Der Pakt lässt Belgiens Regierung platzen
Flämische Nationalisten legten sich quer, Michel will mit Minderheitskabinett weitermachen
Der Streit über den UN-Migrationspakt hat nur zwei Tage vor der Annahme bei einer UN-Konferenz in Marrakesch zum Scheitern der Regierung in Belgien geführt. Premierminister Charles Michel von der wallonischen Liberalen Partei (MR), der eine Koalition mit den flämischen Nationalisten (N-VA), Christdemokraten und Liberalen im nördlichen Landesteil Flandern anführt, hat König Philippe am Sonntag um Genehmigung zur Regierungsumbildung gebeten.

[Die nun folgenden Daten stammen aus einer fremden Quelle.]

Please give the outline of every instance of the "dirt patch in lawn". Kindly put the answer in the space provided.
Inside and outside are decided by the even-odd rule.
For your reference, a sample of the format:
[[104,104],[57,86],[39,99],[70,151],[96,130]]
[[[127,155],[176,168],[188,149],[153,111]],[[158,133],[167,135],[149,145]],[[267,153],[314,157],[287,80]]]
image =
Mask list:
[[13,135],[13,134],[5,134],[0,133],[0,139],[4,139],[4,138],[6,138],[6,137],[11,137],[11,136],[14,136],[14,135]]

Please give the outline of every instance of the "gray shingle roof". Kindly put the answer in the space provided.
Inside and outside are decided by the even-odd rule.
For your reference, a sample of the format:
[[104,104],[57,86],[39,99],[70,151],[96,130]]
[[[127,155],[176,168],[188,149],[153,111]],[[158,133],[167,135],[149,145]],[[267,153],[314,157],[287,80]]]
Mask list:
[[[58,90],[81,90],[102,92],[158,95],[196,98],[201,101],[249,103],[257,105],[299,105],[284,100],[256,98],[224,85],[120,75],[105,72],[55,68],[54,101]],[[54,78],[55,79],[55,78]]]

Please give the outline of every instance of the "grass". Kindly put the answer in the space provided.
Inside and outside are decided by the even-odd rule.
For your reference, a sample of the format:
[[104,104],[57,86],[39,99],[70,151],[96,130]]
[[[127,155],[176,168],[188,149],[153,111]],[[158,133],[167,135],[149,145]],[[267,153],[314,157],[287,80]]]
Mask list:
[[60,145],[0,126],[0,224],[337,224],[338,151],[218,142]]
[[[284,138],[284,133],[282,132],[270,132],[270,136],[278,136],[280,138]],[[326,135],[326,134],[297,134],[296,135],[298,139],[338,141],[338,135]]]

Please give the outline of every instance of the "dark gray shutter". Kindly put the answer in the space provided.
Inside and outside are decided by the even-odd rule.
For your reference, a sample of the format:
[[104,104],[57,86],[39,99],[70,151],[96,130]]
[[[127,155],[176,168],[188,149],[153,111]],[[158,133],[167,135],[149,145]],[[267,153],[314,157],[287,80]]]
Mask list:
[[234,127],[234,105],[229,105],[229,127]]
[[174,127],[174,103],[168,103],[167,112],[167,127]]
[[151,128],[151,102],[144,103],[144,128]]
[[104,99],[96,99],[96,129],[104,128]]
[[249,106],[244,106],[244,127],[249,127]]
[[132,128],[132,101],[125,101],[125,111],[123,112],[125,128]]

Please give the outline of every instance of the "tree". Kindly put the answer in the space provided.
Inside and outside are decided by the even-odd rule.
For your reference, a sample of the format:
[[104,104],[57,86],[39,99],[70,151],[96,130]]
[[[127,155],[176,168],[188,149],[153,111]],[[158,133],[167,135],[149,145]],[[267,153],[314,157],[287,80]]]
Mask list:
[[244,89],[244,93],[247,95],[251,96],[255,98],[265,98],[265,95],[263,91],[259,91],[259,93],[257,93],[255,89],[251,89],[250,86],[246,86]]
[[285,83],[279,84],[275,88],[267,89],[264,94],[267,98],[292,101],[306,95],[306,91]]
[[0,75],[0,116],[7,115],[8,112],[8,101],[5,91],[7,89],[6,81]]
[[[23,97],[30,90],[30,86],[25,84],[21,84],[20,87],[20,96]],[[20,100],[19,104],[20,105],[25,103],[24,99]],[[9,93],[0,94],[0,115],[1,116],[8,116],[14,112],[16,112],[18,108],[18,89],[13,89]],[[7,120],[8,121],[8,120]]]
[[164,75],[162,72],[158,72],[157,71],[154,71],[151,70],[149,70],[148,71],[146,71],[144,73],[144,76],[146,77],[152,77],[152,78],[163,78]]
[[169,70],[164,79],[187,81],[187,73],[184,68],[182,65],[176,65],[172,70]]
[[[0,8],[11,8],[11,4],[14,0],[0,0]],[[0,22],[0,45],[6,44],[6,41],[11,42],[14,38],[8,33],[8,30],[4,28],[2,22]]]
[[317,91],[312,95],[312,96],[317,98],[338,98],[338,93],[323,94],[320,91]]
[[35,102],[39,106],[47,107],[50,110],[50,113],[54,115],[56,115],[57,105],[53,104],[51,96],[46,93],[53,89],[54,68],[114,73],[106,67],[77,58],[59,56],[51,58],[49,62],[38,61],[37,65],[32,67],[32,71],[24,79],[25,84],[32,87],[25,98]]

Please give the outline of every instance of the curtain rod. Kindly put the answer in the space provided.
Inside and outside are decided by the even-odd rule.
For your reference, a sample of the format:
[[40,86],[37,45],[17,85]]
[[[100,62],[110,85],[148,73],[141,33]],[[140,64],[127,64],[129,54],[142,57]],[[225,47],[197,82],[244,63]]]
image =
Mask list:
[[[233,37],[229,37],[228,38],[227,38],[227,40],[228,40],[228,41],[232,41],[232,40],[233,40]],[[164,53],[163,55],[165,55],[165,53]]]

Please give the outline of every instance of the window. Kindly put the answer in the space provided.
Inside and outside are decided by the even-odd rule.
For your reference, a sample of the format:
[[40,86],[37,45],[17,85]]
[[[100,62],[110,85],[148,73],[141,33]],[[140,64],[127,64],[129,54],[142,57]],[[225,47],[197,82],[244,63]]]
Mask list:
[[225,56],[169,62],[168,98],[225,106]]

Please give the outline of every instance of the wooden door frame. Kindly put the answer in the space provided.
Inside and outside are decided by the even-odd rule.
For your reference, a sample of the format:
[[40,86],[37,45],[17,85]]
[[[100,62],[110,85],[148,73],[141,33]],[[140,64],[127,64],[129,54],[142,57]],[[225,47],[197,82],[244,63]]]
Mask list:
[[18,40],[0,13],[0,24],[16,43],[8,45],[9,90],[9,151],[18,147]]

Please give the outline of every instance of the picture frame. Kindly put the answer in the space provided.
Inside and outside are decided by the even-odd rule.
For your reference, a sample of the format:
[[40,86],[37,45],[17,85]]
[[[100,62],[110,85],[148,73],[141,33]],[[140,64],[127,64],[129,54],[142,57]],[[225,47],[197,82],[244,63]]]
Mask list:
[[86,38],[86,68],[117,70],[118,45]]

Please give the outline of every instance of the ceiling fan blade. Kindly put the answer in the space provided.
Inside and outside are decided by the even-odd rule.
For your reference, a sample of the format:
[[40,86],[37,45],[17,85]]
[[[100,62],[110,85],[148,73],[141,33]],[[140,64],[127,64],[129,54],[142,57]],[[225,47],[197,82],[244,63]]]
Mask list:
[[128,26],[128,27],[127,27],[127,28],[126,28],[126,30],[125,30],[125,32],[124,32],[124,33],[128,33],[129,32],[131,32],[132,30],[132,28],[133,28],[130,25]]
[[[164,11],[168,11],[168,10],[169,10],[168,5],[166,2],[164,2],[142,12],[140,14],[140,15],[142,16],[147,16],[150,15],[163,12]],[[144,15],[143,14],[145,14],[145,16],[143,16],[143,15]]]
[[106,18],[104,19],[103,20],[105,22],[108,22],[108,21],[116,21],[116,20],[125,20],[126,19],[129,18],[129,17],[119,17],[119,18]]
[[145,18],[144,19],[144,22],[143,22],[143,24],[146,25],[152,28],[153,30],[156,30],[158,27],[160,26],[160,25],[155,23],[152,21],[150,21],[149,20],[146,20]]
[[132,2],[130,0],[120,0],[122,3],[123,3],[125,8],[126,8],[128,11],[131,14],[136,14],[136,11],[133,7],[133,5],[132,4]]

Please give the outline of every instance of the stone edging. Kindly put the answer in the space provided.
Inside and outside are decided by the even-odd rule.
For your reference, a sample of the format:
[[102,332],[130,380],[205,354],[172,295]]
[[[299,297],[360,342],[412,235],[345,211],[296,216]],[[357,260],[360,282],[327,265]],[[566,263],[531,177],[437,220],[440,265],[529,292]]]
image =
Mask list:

Er will das Land mit einer Minderheitsregierung führen. Die regulären Wahlen sollten parallel zu den Europawahlen im Mai 2019 stattfinden. Ein Umbau einer Regierung im Königreich ist am Ende der fünfjährigen Legislaturperiode nicht ganz so einfach. Denn die N-VA war 2014 als stärkste politische Kraft aus den Wahlen hervorgegangen. Sie stellt neben dem Finanz- und Innenminister auch den Verteidigungsminister.
Die Wallonen im Süden fühlen sich unterrepräsentiert. Wegen der Zersplitterung in drei Sprachregionen, in Flandern und Wallonie und des starken Föderalismus sind Zentralregierungen stets unsichere Bündnisse. Es gibt im Parlament 13 Parteien auf 150 Sitzen. So dauerte die Regierungsbildung im Jahr 2011 nicht weniger als 541 Tage. Die Frage ist also, ob nicht nur der König, sondern auch bisherige Oppositionsparteien gewillt sein werden, ein Minderheitskabinett zu respektieren.
Zerwürfnis um den Pakt
Auslöser der Krise war ein Zerwürfnis um den Migrationspakt. Die nationale flämische Allianz hatte sich vergangene Woche geweigert, beim UN-Pakt im Parlament mitzustimmen. Daraufhin umging Michel den Koalitionspartner und verschaffte sich im Parlament mit anderen eine Mehrheit. Das Vorgehen war ungewöhnlich. Normalerweise werden Regierungskonflikte dem König vorgetragen und von diesem kal- miert. Michel bestand aber darauf, dass seine Regierung zu dem Pakt stehen müsse. Er wollte auch persönlich nach Marrakesch reisen, um das zu dokumentieren.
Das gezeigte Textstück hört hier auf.